Here you are: The GeForce GTX 780 Ti, NVIDIA's gag-reflex to AMD's Radeon R9 290X. It took the $549 R9 290X and the humble $399 R9 290, launched over the past fortnight, to kick NVIDIA in its rear behind hard enough for price slashes anywhere between 17 and 23 percent to its then $650 GeForce GTX 780 and $399 GeForce GTX 770. Interestingly, NVIDIA left the GTX TITAN untouched in its $999 ivory tower despite it losing its gaming-performance edge to the R9 290X; NVIDIA probably wants to milk its full double-precision floating-point credentials other GK110-based GeForce SKUs lack. It's on this back-drop that the GeForce GTX 780 Ti is coming to town, a $699 graphics card that almost maxes out the GK110 silicon.
Almost, you ask? Sure, the GTX 780 Ti features all of the 2,880 CUDA cores physically present on the GK110 silicon, the 240 TMUs, and the 48 ROPs; and sure, it's clocked higher than the GTX TITAN, at 875 MHz core, 928 MHz maximum GPU Boost, and 7.00 GHz (GDDR5-effective) memory, which belts out a staggering 336 GB/s of memory bandwidth; but there's a catch. The chip only offers 1/3rd the GTX Titan's double-precision floating-point compute performance (493 GFLOP/s vs. 1.48 TFLOP/s). Single-precision performance scales up untouched (5.04 TFLOP/s vs. 4.70 TFLOP/s). Thankfully for us PC gamers and readers of this review at large, double-precision floating point performance is completely irrelevant. Just outside the GPU silicon, the other big difference between the GTX 780 Ti reviewed today and the GTX TITAN is memory amount. At 3 GB, NVIDIA gave the GTX 780 Ti half the memory amount of the GTX TITAN, but the memory itself is faster.

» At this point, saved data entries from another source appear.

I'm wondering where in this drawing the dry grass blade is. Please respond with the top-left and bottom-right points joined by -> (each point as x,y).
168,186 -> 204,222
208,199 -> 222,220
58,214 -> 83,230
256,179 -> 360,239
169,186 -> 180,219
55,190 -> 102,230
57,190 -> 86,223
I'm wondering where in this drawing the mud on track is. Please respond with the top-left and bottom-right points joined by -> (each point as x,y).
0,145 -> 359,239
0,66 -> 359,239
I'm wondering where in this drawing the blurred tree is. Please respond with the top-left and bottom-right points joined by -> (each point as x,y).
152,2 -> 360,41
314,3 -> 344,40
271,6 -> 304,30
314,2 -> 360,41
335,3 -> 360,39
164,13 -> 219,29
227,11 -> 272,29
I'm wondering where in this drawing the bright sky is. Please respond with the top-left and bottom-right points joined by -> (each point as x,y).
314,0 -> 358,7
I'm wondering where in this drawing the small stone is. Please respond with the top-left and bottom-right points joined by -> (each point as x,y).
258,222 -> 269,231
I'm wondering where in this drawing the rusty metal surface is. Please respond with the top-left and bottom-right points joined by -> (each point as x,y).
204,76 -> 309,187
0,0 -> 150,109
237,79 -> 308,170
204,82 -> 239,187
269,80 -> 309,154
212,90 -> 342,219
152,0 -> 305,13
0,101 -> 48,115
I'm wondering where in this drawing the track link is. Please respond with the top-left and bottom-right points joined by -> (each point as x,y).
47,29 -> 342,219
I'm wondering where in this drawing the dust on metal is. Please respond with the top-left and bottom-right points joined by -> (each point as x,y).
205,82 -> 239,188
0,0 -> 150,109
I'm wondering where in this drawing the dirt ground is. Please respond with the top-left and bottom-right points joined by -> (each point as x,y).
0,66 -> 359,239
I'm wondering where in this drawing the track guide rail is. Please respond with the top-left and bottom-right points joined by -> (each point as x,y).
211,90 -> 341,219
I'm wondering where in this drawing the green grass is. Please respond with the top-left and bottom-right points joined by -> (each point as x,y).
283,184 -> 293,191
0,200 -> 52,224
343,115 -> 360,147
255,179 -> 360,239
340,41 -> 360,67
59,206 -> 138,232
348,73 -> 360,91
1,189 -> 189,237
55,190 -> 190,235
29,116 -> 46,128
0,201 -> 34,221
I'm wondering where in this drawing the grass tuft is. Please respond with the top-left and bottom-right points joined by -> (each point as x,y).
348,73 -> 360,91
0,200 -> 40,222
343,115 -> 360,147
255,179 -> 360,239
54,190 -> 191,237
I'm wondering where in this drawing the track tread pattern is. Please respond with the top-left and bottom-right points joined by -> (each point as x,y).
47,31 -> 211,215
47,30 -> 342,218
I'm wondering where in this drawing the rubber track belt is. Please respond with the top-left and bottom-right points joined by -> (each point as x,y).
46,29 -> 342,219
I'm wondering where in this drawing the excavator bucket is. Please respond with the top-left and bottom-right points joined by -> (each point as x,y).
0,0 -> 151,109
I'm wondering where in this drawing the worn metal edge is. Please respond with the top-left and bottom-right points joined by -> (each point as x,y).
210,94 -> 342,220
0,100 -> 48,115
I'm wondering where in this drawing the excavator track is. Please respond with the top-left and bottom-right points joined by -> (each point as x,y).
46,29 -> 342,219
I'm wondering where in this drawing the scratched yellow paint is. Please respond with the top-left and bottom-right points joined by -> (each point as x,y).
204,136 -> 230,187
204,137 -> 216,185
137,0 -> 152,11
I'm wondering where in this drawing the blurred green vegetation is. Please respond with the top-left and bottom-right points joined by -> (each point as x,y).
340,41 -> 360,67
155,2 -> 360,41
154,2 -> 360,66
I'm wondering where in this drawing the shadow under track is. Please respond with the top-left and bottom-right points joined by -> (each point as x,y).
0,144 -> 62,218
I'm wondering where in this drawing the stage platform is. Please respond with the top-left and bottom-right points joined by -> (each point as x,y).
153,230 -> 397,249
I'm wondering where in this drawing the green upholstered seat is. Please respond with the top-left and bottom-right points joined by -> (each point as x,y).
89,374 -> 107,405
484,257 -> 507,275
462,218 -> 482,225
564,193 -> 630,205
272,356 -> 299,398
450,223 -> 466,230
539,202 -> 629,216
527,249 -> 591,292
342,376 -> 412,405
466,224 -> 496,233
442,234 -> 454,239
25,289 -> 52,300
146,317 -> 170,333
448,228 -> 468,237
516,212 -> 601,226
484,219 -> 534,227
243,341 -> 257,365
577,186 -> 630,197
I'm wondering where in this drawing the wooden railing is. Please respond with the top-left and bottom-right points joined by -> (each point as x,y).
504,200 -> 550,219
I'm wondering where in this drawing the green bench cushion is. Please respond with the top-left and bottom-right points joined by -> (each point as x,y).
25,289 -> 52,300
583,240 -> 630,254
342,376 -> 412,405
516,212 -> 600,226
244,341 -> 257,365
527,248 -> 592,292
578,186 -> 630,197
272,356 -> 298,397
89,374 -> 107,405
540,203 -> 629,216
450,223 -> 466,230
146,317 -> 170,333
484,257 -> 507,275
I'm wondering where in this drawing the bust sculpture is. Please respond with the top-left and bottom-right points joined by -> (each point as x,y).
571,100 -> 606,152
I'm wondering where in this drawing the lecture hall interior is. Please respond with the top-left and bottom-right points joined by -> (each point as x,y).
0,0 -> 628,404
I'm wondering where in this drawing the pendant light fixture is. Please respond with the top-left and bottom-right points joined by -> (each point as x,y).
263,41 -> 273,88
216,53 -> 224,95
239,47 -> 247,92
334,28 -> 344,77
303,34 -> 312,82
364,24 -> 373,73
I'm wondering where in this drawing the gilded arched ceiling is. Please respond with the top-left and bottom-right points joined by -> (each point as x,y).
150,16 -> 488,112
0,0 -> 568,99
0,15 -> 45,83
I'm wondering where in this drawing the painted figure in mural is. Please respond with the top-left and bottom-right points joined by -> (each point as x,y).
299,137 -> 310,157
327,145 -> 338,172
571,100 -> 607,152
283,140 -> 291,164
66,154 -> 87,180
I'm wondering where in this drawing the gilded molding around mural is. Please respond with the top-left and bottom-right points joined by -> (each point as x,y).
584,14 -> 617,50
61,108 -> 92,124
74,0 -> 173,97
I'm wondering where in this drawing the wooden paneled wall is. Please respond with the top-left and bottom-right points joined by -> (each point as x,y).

The GeForce GTX 780 Ti is designed to be a gamer's card throughout. It has all the muscle any game could possibly need, and has another thing going its way: better thermals. Despite the "GK110" featuring more transistors than "Hawaii" (7.08 billion vs. 6.20 billion) and, hence, a bigger die (561 mm² vs. 438 mm²), GK110-based products are inherently cooler because of higher "Kepler" micro-architecture performance-per-watt figures than AMD's "Graphics CoreNext," which translates into lower thermal density. These should in turn translate into lower temperatures and, hence, lower noise levels. Energy-efficiency and fan-noise are really the only tethers NVIDIA's high-end pricing is holding on to.
Given its chops and so-claimed higher energy efficiency, NVIDIA decided to price the GTX 780 Ti at $699, which is still $150 and a league above the R9 290X. The only way NVIDIA can justify the pricing is by offering significantly higher performance than the GTX 780, the R9 290X itself, and given its specifications, even the GTX TITAN (at least for gaming and consumer graphics). In our GTX 780 Ti review, we put a reference design card through its paces against the other options available in the vast >$300 expanse. The card looks practically identical to the GTX TITAN and features the same sexy-looking cooling solution that looks great in a windowed case.